IŞIK
Ne dedi şimdi bu koca adam gene. Yusuf’a daha bu kalma mevzusundan bahsetmemiştim. Beni zor durumda bırakıyordu. Yusuf ile ben onun bu lafına öylece bakakaldık. Yusuf’a artık söylemem gerekiyordu. Çağdaş’a dönüp bizi biraz yalnız bırakmasını söylediğimde kafasını sallayıp odadan çıktı. Yusuf’a döndüğümde bana soru soran gözlerle bakıyordu. Ona soru sordurarak daha fazla yormamam gerekir direkt lafa girdim ellerini tutup ondan güç alarak.
‘ablacığım benim sana anlatacaklarım var lütfen kızma ama yapmam gerekiyordu seninle benim için.’
‘dinliyorum abla seni umarım mantıklı bir açıklaması vardır.’
‘ablacığım kafedeki işten büyük bir ihtimal kovuldum. Senin tedavi sürecin için bana daha çok para getirecek bir işe ihtiyacım var. Çağdaş bey bana bir iş teklifinde bulundu. Evinde kalmamız şartıyla onun evinin işlerini göreceğim hizmet edeceğim kısaca. Fazla zorlamayacak hem de beni. Evde yaptığım işlerin aynısını burada yapacağım bir şey fark etmeyecek. Evde de temizlik yemek onlarla uğraşıyorum orda da bunları yapacağım. Hem de senin tedavi göreceğin hastaneye çok yakın. Lütfen ablacığım hem senin hem de benim için iyi olacak kafede aldığım maaşın üç dört katını alacağım neredeyse. Hem de günlük yaptığım işlerle. Bu saatten sonra senin tedavin benim için her şeyden herkesten önemli. Bu parayı da bu potansiyelle hiç bir işten alamam hem iş bulmam da zor olacak çünkü seninle ilgilenmem lazım. Orada kalırsak her an yanında olurum, senin okuluna da yakın hem de.

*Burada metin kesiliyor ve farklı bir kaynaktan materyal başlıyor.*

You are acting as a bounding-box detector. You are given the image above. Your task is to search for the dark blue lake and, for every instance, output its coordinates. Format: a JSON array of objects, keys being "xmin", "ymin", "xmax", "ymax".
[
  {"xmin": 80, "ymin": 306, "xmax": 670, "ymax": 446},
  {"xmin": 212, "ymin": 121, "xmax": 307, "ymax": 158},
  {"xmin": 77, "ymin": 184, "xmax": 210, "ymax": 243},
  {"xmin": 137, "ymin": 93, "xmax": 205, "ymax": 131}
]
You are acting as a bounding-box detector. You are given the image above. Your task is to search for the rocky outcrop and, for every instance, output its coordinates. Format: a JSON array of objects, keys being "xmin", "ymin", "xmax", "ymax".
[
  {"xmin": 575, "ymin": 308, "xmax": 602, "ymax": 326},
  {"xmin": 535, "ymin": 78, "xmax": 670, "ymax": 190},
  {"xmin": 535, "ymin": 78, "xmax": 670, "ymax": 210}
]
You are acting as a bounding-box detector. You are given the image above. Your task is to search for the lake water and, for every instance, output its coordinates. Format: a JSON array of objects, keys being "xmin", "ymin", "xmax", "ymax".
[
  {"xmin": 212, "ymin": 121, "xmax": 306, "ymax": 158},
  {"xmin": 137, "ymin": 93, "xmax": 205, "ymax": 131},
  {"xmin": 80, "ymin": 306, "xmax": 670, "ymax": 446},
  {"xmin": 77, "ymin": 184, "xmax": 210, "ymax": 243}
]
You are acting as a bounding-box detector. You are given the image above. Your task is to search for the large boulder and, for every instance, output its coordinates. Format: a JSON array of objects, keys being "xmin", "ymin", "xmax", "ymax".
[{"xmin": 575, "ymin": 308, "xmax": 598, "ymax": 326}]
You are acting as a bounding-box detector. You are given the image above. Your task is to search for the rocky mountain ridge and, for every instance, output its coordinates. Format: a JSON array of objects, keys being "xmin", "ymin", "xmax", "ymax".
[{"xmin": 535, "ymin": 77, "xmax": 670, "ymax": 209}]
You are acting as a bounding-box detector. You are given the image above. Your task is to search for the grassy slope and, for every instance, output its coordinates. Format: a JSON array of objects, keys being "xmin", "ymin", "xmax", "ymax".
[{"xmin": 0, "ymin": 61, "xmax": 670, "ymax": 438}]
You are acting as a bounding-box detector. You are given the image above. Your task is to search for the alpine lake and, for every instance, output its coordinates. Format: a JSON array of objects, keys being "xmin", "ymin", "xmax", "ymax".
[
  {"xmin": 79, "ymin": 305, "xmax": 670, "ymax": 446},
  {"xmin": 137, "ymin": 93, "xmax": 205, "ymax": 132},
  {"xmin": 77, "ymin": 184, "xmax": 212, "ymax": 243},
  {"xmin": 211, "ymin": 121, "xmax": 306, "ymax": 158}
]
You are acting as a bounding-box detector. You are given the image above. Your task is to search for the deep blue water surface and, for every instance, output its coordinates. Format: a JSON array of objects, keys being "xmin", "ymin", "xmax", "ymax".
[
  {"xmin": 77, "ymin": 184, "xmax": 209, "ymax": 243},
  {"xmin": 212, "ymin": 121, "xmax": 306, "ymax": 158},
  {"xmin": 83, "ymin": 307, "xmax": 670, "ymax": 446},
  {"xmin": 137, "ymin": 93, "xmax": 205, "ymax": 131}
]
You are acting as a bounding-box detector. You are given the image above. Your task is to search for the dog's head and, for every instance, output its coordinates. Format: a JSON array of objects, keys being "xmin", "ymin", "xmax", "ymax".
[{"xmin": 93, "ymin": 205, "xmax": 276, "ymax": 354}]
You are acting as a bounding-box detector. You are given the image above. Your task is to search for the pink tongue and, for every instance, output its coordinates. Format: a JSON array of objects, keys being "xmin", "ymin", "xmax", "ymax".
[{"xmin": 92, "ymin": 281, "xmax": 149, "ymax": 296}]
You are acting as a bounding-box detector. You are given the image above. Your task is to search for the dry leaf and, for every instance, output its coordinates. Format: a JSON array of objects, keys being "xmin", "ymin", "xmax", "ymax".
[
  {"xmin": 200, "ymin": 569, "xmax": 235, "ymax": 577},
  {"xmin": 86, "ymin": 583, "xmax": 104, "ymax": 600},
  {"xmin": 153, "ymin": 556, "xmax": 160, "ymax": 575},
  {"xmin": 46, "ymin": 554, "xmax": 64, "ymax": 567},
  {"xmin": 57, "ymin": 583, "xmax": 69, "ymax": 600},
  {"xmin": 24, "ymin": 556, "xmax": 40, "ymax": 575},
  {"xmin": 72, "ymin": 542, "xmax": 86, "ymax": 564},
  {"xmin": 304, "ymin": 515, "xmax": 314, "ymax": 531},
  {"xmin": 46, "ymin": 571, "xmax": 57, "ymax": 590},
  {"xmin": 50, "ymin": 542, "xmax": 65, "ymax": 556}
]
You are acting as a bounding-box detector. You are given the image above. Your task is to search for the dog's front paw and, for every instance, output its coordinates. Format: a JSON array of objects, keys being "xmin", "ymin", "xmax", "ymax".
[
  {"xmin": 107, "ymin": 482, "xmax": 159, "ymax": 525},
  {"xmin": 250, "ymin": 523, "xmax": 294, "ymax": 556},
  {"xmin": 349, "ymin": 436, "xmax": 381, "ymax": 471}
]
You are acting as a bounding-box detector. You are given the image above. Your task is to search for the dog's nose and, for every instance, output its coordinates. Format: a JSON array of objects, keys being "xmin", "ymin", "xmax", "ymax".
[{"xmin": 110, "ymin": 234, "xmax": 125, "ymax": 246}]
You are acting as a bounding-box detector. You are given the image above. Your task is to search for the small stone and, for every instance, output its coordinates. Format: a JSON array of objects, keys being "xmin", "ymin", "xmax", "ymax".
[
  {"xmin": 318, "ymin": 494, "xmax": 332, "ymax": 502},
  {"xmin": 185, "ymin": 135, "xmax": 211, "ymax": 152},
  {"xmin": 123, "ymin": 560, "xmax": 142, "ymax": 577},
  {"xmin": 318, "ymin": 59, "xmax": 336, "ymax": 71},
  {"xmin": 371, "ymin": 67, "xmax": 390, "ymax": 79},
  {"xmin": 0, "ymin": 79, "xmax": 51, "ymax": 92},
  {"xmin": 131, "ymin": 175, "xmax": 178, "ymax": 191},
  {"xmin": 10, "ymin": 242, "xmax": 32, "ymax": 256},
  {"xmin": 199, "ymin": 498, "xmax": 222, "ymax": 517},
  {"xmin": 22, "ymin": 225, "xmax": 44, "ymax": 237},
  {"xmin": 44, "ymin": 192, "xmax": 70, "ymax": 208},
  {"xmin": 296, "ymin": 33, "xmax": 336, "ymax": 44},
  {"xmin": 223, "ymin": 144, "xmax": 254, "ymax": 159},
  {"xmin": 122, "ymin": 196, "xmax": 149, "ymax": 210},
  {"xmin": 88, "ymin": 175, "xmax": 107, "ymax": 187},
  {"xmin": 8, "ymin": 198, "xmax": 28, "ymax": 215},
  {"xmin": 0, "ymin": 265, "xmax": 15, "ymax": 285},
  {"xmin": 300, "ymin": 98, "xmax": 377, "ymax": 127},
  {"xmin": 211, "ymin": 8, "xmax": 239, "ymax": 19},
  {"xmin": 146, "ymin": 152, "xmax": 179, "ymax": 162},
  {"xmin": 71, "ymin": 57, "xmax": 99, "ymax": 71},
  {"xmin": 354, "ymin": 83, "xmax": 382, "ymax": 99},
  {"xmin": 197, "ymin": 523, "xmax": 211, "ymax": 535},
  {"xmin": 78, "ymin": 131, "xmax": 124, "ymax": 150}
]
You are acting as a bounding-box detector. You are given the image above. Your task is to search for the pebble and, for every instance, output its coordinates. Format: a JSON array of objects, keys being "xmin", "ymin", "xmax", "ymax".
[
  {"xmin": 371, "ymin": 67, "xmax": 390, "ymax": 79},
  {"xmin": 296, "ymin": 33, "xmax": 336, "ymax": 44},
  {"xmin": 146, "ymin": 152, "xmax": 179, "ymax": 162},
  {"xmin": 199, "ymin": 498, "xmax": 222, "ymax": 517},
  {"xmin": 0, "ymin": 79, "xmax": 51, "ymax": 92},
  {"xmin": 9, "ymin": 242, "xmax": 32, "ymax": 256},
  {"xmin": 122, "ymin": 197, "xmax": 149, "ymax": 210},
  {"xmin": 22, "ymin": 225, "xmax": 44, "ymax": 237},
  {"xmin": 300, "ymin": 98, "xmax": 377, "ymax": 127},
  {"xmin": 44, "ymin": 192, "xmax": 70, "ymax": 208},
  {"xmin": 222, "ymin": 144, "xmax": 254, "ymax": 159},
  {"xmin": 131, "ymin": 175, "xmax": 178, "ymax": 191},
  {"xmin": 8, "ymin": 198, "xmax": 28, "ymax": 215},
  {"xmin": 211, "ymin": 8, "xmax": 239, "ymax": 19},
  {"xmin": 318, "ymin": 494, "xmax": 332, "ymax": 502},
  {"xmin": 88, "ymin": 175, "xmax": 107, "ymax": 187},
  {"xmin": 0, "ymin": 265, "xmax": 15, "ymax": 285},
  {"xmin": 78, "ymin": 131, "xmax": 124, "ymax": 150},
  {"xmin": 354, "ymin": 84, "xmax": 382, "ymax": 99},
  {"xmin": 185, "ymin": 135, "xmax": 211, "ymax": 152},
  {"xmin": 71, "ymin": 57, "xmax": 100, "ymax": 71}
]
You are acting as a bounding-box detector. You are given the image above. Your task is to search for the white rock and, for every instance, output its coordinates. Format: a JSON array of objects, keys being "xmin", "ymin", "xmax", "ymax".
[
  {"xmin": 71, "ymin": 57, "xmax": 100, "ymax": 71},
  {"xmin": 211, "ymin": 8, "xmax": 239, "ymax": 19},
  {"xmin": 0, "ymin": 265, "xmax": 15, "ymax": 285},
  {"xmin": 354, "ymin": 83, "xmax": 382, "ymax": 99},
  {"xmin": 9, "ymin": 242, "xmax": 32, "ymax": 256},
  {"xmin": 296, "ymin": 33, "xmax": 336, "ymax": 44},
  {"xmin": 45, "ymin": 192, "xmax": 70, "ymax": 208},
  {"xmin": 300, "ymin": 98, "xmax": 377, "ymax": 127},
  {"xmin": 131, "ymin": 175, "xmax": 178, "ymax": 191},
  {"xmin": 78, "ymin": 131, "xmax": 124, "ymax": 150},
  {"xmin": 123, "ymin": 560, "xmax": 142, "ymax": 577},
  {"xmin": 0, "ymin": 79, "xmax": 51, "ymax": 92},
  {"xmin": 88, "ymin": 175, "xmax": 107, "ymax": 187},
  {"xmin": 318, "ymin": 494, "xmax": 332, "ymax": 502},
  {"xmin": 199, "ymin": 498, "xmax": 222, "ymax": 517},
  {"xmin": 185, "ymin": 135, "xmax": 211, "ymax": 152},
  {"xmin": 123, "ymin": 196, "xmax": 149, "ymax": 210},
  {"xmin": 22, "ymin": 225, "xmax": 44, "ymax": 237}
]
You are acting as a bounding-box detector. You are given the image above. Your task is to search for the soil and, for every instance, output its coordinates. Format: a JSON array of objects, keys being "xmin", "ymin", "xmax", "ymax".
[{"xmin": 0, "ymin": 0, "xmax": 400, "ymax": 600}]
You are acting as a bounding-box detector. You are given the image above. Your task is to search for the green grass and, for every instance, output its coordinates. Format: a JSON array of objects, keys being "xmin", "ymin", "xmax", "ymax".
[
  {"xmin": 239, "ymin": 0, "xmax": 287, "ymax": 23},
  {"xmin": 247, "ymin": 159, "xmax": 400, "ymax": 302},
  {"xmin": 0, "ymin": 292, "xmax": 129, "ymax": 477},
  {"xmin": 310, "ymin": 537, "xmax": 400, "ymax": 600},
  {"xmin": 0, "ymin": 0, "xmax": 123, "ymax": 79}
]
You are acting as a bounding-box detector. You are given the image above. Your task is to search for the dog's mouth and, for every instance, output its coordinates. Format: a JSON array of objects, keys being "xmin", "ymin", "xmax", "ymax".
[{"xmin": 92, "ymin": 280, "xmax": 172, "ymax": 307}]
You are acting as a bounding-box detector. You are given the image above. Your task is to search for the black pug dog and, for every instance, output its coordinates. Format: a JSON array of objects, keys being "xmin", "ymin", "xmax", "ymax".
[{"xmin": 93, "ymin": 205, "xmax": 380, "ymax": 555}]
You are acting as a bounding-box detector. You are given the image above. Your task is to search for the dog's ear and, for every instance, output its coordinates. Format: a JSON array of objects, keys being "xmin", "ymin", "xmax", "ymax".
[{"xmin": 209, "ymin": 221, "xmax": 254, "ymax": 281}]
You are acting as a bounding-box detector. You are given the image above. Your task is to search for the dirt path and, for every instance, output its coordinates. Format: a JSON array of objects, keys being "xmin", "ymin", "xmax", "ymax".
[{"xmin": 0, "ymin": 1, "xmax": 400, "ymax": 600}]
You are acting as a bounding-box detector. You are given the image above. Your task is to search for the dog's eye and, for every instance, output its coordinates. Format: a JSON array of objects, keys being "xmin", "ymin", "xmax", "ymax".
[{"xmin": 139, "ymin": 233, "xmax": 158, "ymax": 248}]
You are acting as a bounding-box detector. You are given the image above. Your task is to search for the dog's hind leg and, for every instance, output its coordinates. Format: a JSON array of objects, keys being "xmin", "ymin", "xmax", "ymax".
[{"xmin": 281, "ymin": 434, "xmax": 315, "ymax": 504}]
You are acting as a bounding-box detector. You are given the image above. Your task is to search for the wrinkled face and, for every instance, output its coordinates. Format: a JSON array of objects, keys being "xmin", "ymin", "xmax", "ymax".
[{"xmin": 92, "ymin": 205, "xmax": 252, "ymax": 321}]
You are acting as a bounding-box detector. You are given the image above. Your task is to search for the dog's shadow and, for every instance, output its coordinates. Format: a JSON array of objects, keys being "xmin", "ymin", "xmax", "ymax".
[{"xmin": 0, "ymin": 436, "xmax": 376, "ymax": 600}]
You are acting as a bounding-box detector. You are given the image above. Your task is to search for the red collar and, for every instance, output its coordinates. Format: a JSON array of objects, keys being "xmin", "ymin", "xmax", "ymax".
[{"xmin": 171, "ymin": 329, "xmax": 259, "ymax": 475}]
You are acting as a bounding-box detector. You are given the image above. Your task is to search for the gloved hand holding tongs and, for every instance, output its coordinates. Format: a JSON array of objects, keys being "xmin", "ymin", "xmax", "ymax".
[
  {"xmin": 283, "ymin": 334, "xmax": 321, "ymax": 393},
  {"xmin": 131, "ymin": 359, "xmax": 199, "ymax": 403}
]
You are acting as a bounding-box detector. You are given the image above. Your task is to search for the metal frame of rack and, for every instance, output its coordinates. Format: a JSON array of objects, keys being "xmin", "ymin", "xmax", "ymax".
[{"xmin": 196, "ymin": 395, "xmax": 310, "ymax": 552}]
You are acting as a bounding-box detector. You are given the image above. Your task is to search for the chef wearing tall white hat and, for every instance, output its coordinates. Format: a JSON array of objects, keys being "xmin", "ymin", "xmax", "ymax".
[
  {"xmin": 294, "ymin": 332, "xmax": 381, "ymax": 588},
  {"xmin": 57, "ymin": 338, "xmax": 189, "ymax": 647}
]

‘abla o adamla kalmak istemiyorum başkasının evinde sığıntı gibi kalacağız. Hem çok yorulacaksın. Birkaç güne toparlarım ben boş ver çalışma sen orada. Hem artık benim de çalışmama lazım sana fazlasıyla yük oluyorum’
‘ Yusuf beni delirtme istersen saçmalama çalışmıyorsun sen hiçbir yerde. Tedavini güzelcene olup derslerine son hız devam ediyorsun. Ben sana da bana da yeterim. O evde ben bir çalışan olacağım sığıntı falan olmayacağız. Hem sadece sen ben ve o olacak. Eve kimse gidip gelmiyor. Aynı bizim evdeki gibi. Ama tek şartı var eve kimse girmeyecek sen ben ve onun dışında. Bir şey olmaz değil mi kuzum bizde arkadaşlarımızla dışarı da görüşürüz değil mi? ‘ deyip bir taneme en güzel gülümsemelerimden bir tane gönderdim.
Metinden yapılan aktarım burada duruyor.